The time series data of each subject were generated using the three‐region DCM shown in Figure 2a with connectivity parameters drawn randomly from a Gaussian distribution centred on the respective cluster mean. The cluster means were chosen to represent the two distinct connectivity patterns shown in Figure 2b,c. The structure of this DCM was inspired by an actual experimental design from van Leeuwen, den Ouden, and Hagoort (2011). The numerical values of the ground truth parameters are listed in the Supplementary Material.

FIGURE 2

(a) Dynamic causal model (DCM) network for generating synthetic datasets. (b) Sub‐network corresponding to the first cluster. (c) Sub‐network corresponding to the second cluster

For each dataset, we inverted the HUGE model using 3 different approaches: standard Metropolized Gibbs sampling, the improved version described in Section 2, and HMC as implemented in stan. For the Gibbs samplers, four independent chains with 1 × 105 samples each were run, which took less than 3.5 hr on average. The first half of each chain was discarded for burn‐in before convergence was assessed using the PSRF.

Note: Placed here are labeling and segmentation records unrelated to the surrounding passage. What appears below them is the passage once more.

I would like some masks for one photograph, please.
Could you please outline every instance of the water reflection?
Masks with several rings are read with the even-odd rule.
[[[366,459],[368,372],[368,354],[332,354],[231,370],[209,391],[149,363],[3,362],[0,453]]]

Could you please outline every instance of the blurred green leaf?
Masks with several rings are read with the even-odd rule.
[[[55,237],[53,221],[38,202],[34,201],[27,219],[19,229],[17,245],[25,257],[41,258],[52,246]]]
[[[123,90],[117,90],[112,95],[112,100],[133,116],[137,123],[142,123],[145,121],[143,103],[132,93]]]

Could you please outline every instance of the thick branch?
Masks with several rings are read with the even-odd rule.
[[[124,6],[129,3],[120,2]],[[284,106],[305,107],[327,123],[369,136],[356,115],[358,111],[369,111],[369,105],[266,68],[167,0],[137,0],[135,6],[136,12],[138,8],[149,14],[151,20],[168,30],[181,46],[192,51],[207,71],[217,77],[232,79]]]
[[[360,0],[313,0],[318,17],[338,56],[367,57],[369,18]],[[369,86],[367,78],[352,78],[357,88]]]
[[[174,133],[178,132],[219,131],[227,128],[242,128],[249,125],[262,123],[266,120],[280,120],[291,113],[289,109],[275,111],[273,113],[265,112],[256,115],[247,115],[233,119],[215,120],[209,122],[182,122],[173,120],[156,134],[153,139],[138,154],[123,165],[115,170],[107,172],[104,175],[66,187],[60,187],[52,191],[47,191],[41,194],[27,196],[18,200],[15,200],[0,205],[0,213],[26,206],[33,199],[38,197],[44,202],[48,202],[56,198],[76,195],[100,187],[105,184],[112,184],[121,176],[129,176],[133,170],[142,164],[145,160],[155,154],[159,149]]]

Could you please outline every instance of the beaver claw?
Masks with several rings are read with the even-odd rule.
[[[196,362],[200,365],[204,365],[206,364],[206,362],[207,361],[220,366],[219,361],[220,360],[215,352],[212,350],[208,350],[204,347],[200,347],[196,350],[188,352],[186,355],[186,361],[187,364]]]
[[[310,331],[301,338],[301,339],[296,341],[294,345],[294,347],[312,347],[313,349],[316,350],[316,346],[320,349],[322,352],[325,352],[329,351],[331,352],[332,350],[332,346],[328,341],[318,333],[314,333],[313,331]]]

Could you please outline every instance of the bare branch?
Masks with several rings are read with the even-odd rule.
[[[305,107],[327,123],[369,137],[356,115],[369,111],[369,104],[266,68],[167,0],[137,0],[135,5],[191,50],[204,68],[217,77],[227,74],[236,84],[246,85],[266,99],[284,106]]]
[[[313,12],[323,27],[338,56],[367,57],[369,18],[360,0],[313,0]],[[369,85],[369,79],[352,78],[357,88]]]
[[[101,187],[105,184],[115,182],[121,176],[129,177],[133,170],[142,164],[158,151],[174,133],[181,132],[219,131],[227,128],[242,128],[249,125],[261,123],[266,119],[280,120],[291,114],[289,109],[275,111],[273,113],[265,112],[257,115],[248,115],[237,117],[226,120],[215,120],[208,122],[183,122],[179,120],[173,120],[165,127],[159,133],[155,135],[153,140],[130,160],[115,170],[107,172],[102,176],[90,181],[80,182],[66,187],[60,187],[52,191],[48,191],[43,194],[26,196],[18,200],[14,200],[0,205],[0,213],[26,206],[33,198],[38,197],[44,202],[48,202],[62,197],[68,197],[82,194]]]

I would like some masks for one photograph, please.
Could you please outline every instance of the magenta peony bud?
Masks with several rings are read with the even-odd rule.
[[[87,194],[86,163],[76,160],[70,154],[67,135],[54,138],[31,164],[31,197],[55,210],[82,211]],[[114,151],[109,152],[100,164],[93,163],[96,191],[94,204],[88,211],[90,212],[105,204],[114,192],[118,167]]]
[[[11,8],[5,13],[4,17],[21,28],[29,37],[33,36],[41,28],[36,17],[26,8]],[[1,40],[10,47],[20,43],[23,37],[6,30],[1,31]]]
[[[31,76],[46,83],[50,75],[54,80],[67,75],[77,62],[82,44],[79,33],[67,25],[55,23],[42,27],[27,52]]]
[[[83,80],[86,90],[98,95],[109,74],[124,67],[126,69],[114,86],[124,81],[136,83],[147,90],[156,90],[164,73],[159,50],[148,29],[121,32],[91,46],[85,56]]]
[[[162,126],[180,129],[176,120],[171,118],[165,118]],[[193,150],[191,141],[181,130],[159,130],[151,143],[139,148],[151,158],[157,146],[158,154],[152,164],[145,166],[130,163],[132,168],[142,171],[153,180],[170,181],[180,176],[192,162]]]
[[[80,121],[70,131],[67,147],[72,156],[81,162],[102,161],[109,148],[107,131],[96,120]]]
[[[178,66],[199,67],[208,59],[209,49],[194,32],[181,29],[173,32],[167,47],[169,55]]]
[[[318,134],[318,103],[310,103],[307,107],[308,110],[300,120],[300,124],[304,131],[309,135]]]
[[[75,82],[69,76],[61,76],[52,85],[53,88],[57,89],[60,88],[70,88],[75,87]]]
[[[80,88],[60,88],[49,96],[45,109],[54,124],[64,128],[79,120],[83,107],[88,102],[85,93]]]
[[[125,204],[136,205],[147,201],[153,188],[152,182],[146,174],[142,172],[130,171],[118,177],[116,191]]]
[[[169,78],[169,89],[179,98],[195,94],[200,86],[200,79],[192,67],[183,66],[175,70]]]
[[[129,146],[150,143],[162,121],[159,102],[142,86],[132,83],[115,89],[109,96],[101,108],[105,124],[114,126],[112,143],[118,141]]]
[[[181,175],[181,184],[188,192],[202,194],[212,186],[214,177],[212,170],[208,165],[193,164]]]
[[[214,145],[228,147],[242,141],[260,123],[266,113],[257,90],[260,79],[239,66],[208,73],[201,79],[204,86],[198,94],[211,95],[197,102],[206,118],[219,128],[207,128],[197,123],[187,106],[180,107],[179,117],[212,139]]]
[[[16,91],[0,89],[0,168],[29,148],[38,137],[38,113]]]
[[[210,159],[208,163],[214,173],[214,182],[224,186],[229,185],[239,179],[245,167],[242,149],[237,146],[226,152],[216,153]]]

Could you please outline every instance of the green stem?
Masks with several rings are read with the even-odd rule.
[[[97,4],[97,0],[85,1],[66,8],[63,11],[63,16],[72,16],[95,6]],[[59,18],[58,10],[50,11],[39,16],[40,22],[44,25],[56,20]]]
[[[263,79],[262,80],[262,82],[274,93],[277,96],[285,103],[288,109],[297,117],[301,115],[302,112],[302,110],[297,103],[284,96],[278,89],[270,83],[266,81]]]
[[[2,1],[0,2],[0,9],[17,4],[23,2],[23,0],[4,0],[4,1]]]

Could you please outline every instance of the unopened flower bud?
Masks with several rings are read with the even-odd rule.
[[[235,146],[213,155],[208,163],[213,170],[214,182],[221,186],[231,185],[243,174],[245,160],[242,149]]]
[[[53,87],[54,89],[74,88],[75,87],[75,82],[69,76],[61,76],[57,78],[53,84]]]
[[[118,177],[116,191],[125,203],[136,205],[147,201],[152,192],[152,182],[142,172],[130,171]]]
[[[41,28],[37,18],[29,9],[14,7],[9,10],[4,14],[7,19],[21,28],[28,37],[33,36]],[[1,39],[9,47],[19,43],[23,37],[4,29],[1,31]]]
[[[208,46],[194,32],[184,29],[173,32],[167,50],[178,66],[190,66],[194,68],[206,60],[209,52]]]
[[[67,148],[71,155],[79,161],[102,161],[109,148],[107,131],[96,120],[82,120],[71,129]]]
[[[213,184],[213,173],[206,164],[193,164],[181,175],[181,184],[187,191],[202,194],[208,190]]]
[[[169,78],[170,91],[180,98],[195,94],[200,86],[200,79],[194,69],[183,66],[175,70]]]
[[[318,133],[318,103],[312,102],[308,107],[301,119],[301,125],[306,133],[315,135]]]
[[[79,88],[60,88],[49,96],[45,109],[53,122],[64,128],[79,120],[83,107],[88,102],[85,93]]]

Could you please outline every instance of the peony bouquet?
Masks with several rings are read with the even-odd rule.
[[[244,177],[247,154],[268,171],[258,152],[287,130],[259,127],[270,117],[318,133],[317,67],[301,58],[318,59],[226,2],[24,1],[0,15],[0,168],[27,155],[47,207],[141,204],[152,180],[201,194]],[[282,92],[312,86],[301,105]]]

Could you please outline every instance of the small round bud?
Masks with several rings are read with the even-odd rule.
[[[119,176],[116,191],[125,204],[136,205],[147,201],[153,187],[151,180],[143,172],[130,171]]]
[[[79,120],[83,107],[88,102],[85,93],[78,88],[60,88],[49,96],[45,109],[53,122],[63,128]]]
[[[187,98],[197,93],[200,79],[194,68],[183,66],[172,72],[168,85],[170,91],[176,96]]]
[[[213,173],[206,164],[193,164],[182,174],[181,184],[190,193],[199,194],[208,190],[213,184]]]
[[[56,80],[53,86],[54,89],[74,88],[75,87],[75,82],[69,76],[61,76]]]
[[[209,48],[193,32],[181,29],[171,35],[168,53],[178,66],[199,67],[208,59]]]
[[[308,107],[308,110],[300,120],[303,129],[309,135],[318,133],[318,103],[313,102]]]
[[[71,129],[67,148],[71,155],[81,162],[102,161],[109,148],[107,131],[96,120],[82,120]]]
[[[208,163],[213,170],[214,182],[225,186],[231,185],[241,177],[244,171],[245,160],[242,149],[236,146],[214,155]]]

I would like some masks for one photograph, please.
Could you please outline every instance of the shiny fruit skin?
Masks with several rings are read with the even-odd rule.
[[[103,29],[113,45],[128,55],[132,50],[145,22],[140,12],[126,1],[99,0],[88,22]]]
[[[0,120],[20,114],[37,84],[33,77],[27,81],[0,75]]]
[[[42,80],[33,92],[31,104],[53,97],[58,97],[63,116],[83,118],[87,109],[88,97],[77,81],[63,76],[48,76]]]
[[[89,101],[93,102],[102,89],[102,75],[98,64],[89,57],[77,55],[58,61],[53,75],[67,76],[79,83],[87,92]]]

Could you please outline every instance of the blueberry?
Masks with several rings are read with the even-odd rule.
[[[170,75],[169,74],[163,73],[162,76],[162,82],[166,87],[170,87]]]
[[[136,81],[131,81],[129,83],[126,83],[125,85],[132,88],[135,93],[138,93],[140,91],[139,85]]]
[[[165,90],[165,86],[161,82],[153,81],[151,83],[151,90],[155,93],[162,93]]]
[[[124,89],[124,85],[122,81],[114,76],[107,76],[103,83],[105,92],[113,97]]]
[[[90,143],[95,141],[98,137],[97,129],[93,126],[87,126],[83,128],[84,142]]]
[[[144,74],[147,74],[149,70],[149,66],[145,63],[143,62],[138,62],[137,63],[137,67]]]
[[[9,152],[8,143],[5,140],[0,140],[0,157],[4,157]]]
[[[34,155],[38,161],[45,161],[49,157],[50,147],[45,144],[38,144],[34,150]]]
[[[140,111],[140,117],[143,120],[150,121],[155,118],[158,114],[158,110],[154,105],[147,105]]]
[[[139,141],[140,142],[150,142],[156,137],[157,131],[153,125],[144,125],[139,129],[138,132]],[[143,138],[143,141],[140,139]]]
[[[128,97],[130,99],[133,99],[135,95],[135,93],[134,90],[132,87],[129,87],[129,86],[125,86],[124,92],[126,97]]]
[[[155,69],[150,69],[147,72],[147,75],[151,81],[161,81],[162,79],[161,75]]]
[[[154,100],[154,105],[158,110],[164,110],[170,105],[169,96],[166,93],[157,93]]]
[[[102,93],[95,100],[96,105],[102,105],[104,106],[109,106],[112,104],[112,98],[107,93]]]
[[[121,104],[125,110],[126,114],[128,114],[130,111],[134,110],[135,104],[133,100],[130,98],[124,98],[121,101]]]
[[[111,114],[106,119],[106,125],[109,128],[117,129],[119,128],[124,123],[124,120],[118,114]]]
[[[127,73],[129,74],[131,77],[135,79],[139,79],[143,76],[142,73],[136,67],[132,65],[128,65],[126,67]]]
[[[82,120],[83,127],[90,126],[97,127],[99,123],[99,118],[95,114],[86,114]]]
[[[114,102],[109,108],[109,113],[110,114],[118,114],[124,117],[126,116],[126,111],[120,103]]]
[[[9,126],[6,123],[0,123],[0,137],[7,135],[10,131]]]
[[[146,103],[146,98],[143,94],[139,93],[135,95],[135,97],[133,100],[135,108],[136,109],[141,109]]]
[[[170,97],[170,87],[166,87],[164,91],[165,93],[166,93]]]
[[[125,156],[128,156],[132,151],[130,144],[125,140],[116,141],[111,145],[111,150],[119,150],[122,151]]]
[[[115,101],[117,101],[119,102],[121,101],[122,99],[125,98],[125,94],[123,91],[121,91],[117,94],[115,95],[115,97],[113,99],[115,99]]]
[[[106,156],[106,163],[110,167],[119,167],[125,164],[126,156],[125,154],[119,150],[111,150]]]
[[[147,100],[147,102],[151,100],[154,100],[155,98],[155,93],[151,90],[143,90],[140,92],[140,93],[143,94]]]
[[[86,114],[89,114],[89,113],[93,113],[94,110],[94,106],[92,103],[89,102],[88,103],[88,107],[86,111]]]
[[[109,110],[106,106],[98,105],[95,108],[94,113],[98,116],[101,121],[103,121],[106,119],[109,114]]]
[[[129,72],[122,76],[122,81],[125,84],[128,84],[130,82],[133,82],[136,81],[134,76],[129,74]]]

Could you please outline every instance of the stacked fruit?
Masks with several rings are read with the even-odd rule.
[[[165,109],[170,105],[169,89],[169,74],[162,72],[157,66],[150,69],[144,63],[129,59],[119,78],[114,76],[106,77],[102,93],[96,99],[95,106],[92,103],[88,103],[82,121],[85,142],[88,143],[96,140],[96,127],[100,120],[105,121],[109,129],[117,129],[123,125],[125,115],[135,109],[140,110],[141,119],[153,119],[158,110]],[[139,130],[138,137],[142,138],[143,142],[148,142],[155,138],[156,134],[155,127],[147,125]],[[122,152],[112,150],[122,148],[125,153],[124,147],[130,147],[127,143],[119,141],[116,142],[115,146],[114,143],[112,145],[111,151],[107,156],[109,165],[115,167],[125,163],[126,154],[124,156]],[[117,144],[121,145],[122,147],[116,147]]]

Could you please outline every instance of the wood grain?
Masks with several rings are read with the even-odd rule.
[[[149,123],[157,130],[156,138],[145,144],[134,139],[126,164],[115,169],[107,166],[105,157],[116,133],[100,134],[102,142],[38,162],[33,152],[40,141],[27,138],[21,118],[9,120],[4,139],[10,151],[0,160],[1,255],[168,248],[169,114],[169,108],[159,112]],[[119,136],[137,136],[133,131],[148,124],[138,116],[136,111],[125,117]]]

Figure 3 (top panels) shows plots of the PSRF values of the model parameters of HUGE across all synthetic datasets. Each dot represents the PSRF value of one model parameter of HUGE for one of the 20 synthetic datasets. Model parameters include subject‐level DCM parameters, measurement noise precision, cluster mean and variance and cluster weights. The PSRF values for our improved Gibbs sampler are mostly within the range of 1–1.1 which is generally accepted to indicate convergence of the sampler. However, for the standard Gibbs sampler, the PSRF values indicate failure of convergence for some of the datasets. This impression is confirmed by Figure 4, showing histograms of the balanced purity over the datasets. In the comparison between standard and improved Gibbs sampler, we observe a clear improvement of the overall performance across the datasets.

FIGURE 3

Top: Range of potential scale reduction factor (PSRF) of standard and improved Gibbs sampling observed across all synthetic datasets. Bottom: Range of PSRF values for different sets of parameters obtained with Hamiltonian Monte Carlo (HMC) for chains of length 200, 400, and 800 samples. Horizontal black lines mark the threshold of PSRF = 1.1, which is commonly accepted to indicate convergence. Each dot represents the PSRF value for one model parameter in HUGE associated with one of the 20 datasets

FIGURE 4

Top: Histograms over balanced purity values obtained with standard (left) and improved (right) Gibbs sampling. Bottom: Histograms over balanced purity values obtained with Hamiltonian Monte Carlo (HMC) for chains of length 200 (left), 400 (middle), and 800 (right)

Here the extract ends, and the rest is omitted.